The planned line railway between Lübeck and Puttgarden runs through environmentally sensitive areas - nature reserves and areas of outstanding natural beauty, so special attention must be paid to the possible effects of a transport infrastructure project of this magnitude on the flora and fauna.
As the developer, Deutsche Bahn (DB) has to comply with a number of standards and obligations, to avoid or minimise a series of undesirable effects to the greatest possible extent.
An innovative consultation process took place in Germany and Denmark as early as 2006. During a six-week period, associations, local authorities and the public had an opportunity to voice their opinions on the environmental aspects associated with the rail link and the construction of the tunnel, at an early stage in planning. The proposals and objections contributed by respondents were examined and taken into consideration as planning progressed.
On the German side, an environmental impact study was also carried out and submitted in June 2012, in accordance with EU regulations and within the scope of a regional planning procedure. This involved a year-long study of an area of 22,000 hectares, covering species such as native and migratory birds, amphibians, butterflies, bats and endangered types of plant.
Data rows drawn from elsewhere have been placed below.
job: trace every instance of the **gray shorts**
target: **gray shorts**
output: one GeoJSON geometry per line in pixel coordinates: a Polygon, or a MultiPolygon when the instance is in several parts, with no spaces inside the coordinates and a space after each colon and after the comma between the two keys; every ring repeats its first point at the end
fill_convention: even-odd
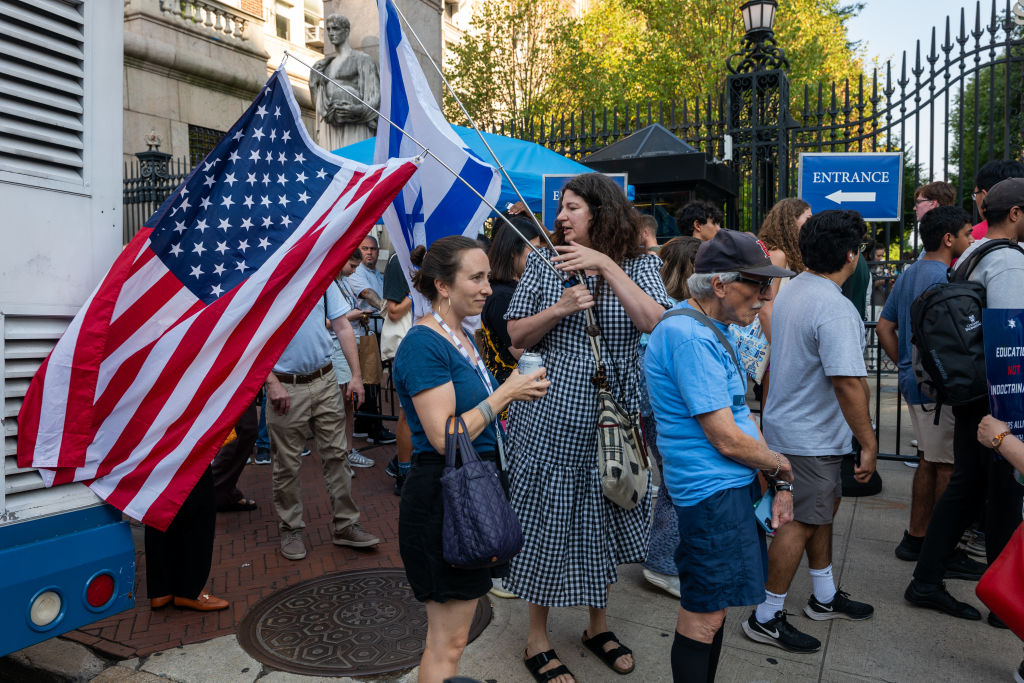
{"type": "Polygon", "coordinates": [[[831,524],[843,497],[843,456],[790,456],[793,518],[804,524],[831,524]]]}

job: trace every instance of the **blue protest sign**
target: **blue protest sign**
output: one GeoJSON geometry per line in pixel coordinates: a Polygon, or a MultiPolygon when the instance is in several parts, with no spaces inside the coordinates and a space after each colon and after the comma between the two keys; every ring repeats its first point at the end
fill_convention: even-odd
{"type": "Polygon", "coordinates": [[[1024,438],[1024,310],[986,308],[981,322],[989,409],[992,417],[1010,425],[1015,436],[1024,438]]]}
{"type": "Polygon", "coordinates": [[[903,202],[903,154],[805,153],[800,155],[800,199],[811,212],[858,211],[864,220],[898,221],[903,202]]]}
{"type": "MultiPolygon", "coordinates": [[[[541,221],[544,226],[549,230],[555,229],[555,216],[558,215],[558,200],[562,198],[562,188],[565,187],[565,183],[570,179],[581,175],[580,173],[558,173],[558,174],[545,174],[541,178],[541,193],[544,197],[544,203],[541,205],[541,221]]],[[[623,188],[624,193],[628,193],[628,185],[626,182],[626,173],[605,173],[615,183],[623,188]]],[[[632,198],[630,198],[632,199],[632,198]]]]}

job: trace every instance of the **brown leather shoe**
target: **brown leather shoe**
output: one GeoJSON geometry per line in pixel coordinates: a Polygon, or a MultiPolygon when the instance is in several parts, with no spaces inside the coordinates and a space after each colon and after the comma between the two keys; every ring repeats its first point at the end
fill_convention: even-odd
{"type": "Polygon", "coordinates": [[[200,612],[213,612],[218,609],[227,609],[231,605],[227,600],[221,600],[220,598],[215,598],[209,593],[204,593],[195,600],[189,600],[188,598],[179,598],[174,596],[174,606],[181,607],[183,609],[195,609],[200,612]]]}
{"type": "Polygon", "coordinates": [[[358,522],[354,524],[349,524],[340,531],[335,531],[334,533],[334,545],[336,546],[348,546],[349,548],[370,548],[376,546],[381,542],[373,533],[368,533],[362,530],[358,522]]]}
{"type": "Polygon", "coordinates": [[[150,598],[150,609],[163,609],[171,604],[173,595],[162,595],[159,598],[150,598]]]}

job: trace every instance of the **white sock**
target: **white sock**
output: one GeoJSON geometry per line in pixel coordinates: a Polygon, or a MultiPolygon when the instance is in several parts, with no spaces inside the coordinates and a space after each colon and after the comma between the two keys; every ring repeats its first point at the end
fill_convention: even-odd
{"type": "Polygon", "coordinates": [[[826,605],[836,597],[830,564],[824,569],[811,569],[811,584],[814,586],[814,599],[821,604],[826,605]]]}
{"type": "Polygon", "coordinates": [[[786,595],[786,593],[777,595],[771,591],[765,591],[765,601],[758,605],[758,612],[755,618],[761,624],[767,624],[775,618],[775,613],[782,611],[782,607],[785,606],[786,595]]]}

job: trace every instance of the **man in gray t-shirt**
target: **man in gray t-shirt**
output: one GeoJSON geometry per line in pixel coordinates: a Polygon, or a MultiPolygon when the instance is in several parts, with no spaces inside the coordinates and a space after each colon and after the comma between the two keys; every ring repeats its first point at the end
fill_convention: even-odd
{"type": "Polygon", "coordinates": [[[768,447],[785,455],[793,467],[794,521],[775,531],[766,599],[743,631],[752,640],[784,649],[792,649],[786,643],[796,631],[784,622],[785,596],[805,550],[813,585],[805,614],[824,621],[874,613],[836,589],[831,569],[843,456],[852,453],[856,436],[862,450],[854,471],[862,482],[871,477],[878,457],[868,413],[864,325],[841,290],[857,267],[865,231],[855,211],[811,216],[800,231],[807,270],[781,289],[772,306],[771,382],[762,430],[768,447]]]}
DB commissioned comprehensive special reports on flora and fauna, including wildlife surveys and a hydrogeological paper concerning the effects on groundwater conservation areas.
Commissioning of the Fehmarn Belt Fixed Link will also benefit the environment, as its opening will create new capacity for rail freight (the German Federal Infrastructure Plan anticipates 78 freight trains daily in 2025) and shorten the freight route by 160 km. This means a triple plus for the environment. Rail freight will be more attractive, thus relieving pressure on the roads. This will cut carbon dioxide and particulate emissions significantly.